AJR  Drop Cap
From AJR,   January/February 2003

Reefer Madness   

A publisher of pot literature takes issue with the name of a Chicago tabloid

By Kelly Heyboer
Kelly Heyboer is a reporter at the Star-Ledger in Newark, New Jersey.     


Sometimes, there's trouble when the smoke clears.

Just ask the Chicago Tribune. First the company announced a youth-oriented tabloid called RedEye this fall only to have the rival Chicago Sun-Times steal the idea and launch its own, called Red Streak, the same week. Then, media critics trounced the fledgling publication for trying too hard to be hip while going light on content. And pranksters piled on by crafting parody Web sites mocking the RedEye style.

Now the beleaguered tabloid has been socked with a cease-and-desist letter from, of all places, the proud publisher of marijuana literature. Seems he thought Red Eye was pretty hip too--way back in 1988.
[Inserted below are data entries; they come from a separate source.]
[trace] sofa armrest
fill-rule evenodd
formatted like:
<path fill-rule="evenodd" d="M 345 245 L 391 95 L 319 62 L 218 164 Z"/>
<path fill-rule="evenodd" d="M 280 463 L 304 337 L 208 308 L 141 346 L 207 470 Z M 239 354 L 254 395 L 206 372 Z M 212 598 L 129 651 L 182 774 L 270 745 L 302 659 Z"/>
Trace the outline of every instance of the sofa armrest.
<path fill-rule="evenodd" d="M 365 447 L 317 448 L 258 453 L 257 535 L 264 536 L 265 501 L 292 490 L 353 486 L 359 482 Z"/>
Red Eye Press, which prints the "Marijuana Grower's Guide Deluxe" and other weed reads, says the Chicago Tribune must have been smoking something when it failed to do a thorough trademark search and slapped RedEye on its masthead in October. Darla Anderson, the publisher's attorney, says they've owned the name and bloodshot eye logo since 1988 and the Tribune title is likely to create confusion in the grass-growing community (a community easily confused).

"The Chicago Tribune's targeted consumers for its newspaper--18-to-34-year-olds--comprise a large percentage of those who purchase Red Eye Press books," Anderson wrote in a letter to the Tribune's attorney. "These consumers are likely to be familiar with Red Eye Press and again connect it with the Chicago Tribune's new edition."

Tribune officials, confident that their readers can differentiate a Trib product--even a light and hip one--from pot pamphlets, say Red Eye Press is overreacting. "We did do a trademark search and we didn't find anything that showed a conflict," says Tribune spokeswoman Patty Wetli. "There's not going to be consumer confusion with a daily newspaper in Chicago."

Still, Red Eye Press, based in Los Angeles, is threatening a trademark-infringement lawsuit. But after months of publishing and promotion, Trib officials say it's too late to change the tab's name. And if RedEye gets a new moniker, what will the Sun-Times people--who specifically named their product Red Streak to taunt the Trib--do? See Red? Red, Red Wine? Redrum?

James Goodwin, president and publisher of Red Eye Press, hadn't heard about the Tribune's RedEye until a reporter from the Sun-Times' Red Streak called to ask him about whether he and the newspaper chain had struck a deal to share the name. That call sent him running to his lawyer.

Goodwin says he doesn't care what happens in the Chicago newspaper wars, as long as everyone lays off his name. The Red Eye title and stoned eye logo have brought him lots of luck, he says, with more than 400,000 marijuana-related titles sold in the U.S. and thousands more translated into German, Dutch and Danish for pot-lovers worldwide.

No, he and Tribune editors won't be passing the peace pipe, Goodwin says--this one's likely headed for court. And, he adds, it may not stop in Chicago. All the hubbub over this new RedEye led to his learning that a Boston-based hip-hop magazine may also be using the name Red Eye. It's all completely harshing his mellow.

"Absolutely," Goodwin says. "I think it's absolutely outrageous."